D’où vient ma passion pour cette langue qui fonctionne pour ainsi dire à l’envers de la nôtre, et pour la civilisation dont elle est le vecteur ? Pourquoi me consacrer à une tâche impossible, paradoxale, consistant à effacer les sons, l’écriture, et jusqu’à l’arrière-plan culturel d’un texte, pour le reconstruire, à partir de ces « ruines », avec une langue aux paradigmes si différents ?
Pour répondre à ces questions, j’ai entremêlé éléments fondateurs de ma vocation de traductrice et réflexions nées d’une longue pratique. Chemin faisant, j’ai tenté de décrypter les sensations liées à cette activité : frustration de ne pouvoir tout transmettre, joie de la création nichée dans la part du texte original qui irrémédiablement résiste, vertige addictif du décentrement, analogue à celui que procure le voyage…
Corinne Atlan


À PROPOS DE L'AUTEURE


Après des études de japonais à l’Inalco, Corinne Atlan a passé une quinzaine d’années au Japon et au Népal, où elle enseigne le français langue étrangère avant de se consacrer, à son retour en France, à la traduction littéraire puis à l’écriture.

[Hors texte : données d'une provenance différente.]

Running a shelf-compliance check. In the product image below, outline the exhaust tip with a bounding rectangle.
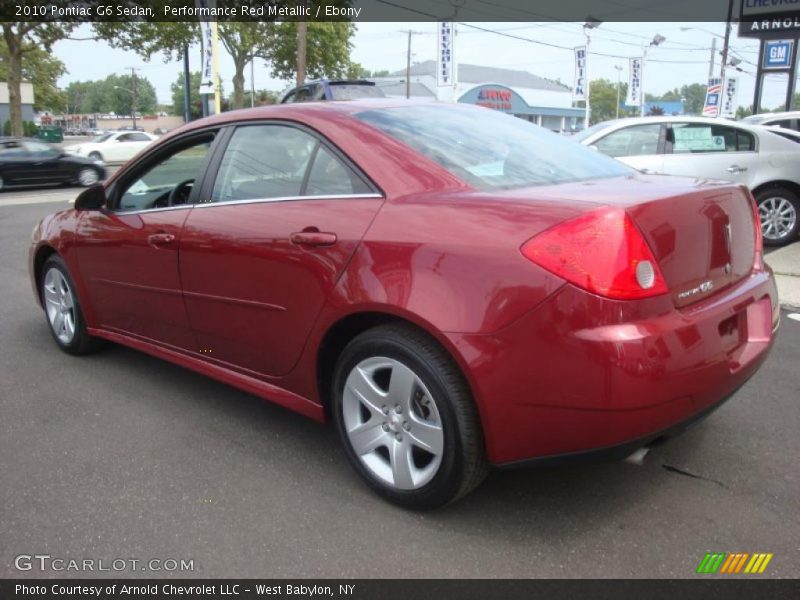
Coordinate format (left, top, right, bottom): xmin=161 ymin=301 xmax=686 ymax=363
xmin=625 ymin=448 xmax=650 ymax=467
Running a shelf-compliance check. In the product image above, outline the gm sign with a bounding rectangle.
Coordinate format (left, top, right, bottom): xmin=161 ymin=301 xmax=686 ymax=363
xmin=762 ymin=40 xmax=794 ymax=69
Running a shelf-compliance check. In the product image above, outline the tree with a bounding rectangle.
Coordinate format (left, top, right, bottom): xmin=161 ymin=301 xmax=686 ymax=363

Elle a traduit plus de soixante oeuvres japonaises dans des domaines variés, notamment de nombreux titres de Haruki Murakami, Ryû Murakami, Yasushi Inoue, ou encore de Hitonari Tsuji et Fumiko Hayashi. Traductrice de poésie et de théâtre, elle est lauréate du prix Konishi de la traduction (pour Chroniques de l’oiseau à ressort, de Haruki Murakami, publié au Seuil en 2001), ainsi que de la Villa Kujoyama de Kyôto, en 2003, où elle écrit son premier roman : Le Monastère de l’aube (Albin Michel, 2006), qui sera suivi par Le Cavalier au miroir (L’Asiathèque, 2014), également situé dans la sphère géographique et culturelle qui lui est chère : Japon, Népal, Tibet.
Corinne Atlan a aussi publié plusieurs essais et récits, notamment Japon, L’Empire de l’harmonie (Nevicata, 2016), Un automne à Kyôto (Albin Michel, 2018), et Petit éloge des brumes (Gallimard, collection folio, 2019).
Elle vit actuellement entre Paris et Kyôto.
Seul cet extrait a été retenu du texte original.